Tiny hairs on their wings give them a detailed air-flow map during flight, heat sensors on the nose of vampire bats means they can sense the most blood-rich areas of a prey's body and iron oxide particles in the bat brain may act as a compass allowing them to find the most direct route back to the roost.
Chris Packham delves beneath a snake's skin to discover what has made them some of the most successful predators on earth. Their simple body plan hides remarkable adaptations that enable them to rival their limbed, winged and finned counterparts.
Chris reveals the variety of ways in which snakes use their bodies not just to slither, but to climb, fly and swim. He explores how they use their senses to hunt, from heat-sensitive pits used to capture prey in the dark to tongues used to lure fish, and how venom acts not just to kill prey but also to predigest it.

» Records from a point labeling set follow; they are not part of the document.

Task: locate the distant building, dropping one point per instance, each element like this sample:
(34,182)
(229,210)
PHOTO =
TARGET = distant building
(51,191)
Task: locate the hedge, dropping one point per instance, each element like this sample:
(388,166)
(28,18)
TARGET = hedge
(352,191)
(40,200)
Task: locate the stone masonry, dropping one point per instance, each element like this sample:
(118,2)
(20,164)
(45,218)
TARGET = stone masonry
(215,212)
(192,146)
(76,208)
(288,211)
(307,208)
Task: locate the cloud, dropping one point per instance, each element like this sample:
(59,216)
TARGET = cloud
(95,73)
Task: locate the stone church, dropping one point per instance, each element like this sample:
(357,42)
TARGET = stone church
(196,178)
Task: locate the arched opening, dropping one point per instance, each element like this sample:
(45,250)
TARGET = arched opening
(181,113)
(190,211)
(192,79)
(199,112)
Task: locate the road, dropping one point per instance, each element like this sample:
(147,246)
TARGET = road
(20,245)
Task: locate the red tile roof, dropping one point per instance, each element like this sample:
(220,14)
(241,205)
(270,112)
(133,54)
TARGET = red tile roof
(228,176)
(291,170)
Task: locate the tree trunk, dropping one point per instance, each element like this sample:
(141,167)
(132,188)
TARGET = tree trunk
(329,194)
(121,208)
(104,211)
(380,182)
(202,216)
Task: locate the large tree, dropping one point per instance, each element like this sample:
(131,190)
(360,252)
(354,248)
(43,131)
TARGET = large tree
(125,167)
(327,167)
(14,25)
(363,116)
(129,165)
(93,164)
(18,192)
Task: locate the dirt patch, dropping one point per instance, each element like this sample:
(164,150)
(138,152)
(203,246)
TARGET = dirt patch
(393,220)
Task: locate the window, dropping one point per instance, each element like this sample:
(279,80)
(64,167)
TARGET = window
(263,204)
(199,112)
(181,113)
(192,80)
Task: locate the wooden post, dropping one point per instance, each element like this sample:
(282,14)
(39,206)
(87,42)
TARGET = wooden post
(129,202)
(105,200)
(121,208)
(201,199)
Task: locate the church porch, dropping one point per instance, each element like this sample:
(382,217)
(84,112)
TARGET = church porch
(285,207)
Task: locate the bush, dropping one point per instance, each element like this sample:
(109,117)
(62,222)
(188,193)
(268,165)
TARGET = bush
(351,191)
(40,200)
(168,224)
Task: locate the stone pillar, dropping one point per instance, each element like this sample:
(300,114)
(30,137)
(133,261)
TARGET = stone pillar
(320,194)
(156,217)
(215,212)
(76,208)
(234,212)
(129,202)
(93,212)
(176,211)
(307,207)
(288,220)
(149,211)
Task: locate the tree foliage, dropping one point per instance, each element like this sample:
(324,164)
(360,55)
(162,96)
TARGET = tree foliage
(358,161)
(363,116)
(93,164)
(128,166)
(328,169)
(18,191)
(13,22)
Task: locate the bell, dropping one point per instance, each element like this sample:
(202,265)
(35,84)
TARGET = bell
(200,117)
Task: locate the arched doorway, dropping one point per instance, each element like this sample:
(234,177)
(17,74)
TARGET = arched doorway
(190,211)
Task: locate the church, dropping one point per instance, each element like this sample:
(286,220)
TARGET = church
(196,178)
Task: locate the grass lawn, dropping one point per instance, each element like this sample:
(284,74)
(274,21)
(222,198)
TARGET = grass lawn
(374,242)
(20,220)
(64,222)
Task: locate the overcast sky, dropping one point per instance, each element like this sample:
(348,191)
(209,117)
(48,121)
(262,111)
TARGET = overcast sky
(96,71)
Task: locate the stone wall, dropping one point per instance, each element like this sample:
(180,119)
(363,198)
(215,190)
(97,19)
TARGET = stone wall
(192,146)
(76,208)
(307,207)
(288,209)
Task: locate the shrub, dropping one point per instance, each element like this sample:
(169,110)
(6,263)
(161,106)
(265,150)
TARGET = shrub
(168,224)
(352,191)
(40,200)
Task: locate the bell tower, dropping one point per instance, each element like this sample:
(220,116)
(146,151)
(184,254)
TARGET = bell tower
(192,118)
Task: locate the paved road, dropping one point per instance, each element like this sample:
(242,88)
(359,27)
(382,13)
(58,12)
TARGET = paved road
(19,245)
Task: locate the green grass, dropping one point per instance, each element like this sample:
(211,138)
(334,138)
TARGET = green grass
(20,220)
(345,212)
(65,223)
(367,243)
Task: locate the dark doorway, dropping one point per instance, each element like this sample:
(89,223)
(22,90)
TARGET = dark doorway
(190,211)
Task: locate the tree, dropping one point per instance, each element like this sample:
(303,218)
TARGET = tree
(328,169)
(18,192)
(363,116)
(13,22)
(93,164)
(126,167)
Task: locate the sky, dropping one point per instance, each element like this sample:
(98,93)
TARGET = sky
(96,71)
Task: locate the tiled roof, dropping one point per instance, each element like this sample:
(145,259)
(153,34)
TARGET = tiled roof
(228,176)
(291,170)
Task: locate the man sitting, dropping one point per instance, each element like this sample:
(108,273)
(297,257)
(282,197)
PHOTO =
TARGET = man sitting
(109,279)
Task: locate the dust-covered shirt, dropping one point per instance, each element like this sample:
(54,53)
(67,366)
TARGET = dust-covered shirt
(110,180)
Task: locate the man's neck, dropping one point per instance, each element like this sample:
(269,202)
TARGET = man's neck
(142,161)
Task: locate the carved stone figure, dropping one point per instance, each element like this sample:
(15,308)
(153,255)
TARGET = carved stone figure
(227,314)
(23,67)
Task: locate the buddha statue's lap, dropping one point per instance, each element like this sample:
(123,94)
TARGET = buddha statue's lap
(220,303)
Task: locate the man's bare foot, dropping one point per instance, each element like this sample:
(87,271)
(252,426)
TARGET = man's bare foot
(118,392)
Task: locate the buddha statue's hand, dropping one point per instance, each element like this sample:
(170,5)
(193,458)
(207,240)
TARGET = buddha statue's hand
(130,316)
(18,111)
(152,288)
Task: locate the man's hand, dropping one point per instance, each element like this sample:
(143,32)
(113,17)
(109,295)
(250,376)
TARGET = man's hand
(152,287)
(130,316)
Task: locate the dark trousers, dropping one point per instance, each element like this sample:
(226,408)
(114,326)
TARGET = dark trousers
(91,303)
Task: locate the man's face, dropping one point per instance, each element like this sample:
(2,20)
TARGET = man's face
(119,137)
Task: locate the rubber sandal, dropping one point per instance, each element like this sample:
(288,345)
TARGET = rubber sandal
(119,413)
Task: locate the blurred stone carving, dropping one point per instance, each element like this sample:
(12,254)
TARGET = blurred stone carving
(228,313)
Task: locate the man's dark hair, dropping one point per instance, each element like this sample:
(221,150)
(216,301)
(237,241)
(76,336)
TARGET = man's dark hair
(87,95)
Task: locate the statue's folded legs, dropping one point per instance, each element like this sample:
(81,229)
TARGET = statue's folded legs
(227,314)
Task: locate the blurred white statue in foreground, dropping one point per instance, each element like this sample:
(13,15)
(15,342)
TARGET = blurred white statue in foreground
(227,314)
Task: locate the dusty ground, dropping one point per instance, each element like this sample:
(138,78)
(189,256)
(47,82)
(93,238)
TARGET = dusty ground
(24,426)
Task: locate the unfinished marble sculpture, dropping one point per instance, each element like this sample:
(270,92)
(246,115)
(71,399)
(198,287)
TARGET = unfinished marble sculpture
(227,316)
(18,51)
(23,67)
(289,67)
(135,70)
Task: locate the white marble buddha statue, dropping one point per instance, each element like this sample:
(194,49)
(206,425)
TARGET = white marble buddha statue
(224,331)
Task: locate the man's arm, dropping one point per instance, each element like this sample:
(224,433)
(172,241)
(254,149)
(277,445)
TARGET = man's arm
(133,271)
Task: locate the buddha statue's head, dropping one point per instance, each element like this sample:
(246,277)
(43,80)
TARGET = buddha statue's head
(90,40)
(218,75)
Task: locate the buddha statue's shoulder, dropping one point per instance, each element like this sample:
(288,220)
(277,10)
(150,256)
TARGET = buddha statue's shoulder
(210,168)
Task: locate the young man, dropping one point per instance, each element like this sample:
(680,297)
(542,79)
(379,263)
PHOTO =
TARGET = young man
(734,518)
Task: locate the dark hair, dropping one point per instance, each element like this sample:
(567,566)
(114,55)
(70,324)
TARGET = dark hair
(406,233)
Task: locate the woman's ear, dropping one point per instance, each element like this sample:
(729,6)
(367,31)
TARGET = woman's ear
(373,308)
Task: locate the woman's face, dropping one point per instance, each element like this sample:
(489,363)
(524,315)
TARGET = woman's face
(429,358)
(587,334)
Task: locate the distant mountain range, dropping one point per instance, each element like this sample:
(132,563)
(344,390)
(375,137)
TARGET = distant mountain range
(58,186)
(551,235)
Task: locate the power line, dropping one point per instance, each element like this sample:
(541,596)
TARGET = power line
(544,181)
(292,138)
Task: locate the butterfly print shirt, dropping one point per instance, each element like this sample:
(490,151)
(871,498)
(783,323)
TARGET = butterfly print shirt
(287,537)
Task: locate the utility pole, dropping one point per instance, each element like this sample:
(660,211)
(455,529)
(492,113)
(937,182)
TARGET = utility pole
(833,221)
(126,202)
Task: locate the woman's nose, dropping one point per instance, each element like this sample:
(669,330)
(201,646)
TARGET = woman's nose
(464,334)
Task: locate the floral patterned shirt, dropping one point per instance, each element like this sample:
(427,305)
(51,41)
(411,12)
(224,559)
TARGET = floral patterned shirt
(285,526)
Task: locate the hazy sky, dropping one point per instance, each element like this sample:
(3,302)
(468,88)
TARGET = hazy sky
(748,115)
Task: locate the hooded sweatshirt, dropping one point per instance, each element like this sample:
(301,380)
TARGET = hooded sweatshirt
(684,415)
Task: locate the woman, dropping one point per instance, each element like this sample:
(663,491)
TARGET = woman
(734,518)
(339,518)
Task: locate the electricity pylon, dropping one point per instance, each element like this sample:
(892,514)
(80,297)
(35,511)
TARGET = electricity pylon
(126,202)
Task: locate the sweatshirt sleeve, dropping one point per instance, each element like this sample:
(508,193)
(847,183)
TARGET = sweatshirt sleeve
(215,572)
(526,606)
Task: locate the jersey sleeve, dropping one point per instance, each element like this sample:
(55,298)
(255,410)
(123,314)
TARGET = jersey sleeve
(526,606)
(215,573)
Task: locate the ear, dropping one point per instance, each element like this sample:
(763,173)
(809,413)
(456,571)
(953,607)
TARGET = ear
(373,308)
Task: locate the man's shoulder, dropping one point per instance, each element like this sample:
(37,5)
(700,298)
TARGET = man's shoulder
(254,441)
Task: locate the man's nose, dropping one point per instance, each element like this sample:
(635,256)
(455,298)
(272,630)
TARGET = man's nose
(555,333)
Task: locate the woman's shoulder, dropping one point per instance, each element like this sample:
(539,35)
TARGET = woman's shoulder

Chris Packham explores what enables birds of prey to rule the aerial roost. Their ability to dominate their fellow birds in terms of strength, manoeuvrability and phenomenal speed is down to a combination of anatomical and physiological adaptations.
Chris explains the internal workings of the bald eagle's ratchet talons and how sharp eyes and a gyroscopic head enable the goshawk to keep its sight firmly fixed on both its prey and its surroundings as it tears through the undergrowth. New research reveals how pop-up feathers on the peregrine falcon's back act like pits on a golf ball to reduce drag - allowing it to reach 220mph.